With mounting allegations of infiltration from Al-Shabaab, Fahad Yasin was once subjected to investigations but was later aborted under unclear circumstances. Sources said Qatar piled pressure on authorities before the allegations were dropped.
Despite Qatar's efforts to conceal its traces in Somalia, specifically in the decisions of the country's intelligence service, some French media revealed, in September 2018, secret documents that showed that Doha is obstructing the performance of the agency’s work in combating terrorism, through its man Fahd Yasin.
Al-Ain News, a Dubai-based news outlet revealed that the cooperation between NISA and Qatar along with Al-Shabaab is still deeper, adding that it's these links that have often frustrated the fight against Al-Shabaab, which is engineered by AMISOM, SNA, and the US Africa Command.

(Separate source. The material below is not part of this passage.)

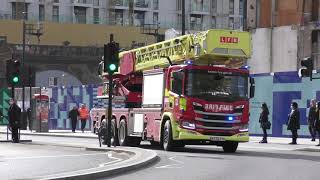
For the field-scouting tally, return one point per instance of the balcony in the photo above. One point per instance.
(83, 3)
(141, 5)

Abdullahi Mohamed Ali, who is the former director of the Somali National Intelligence and Security Agency (NISA), said the allegations of Qatari ties to al-Shabaab were “nothing new.”
“Qatar has strong relations and extensive contacts with the al-Shabaab movement, and it is known that the current head of Somali intelligence is the main man of Qatar in Somalia. No other country in the world has exclusive access and special relationship with the al-Shabaab movement except Qatar,” Ali, commonly also known as Sanbalolshe, told Al Arabiya.
“The Qatari government has a political rapprochement Ideology with the regime currently ruling in Somalia, and the Somali government uses Qatari money to implement Qatar's plans against its opponents in the region and strike their interests,” he added.
So far, Qatar, NISA, and Al-Shabaab are yet to respond to the new allegations.
Recently, the Kenya Defense Forces [KDF] intelligence team linked NISA to close cooperation with Al-Shabaab, arguing that the spy agency was feeding the militants with intelligence on the movement of AMISOM troops. However, the Somali government dismissed the allegations as "fake and misleading".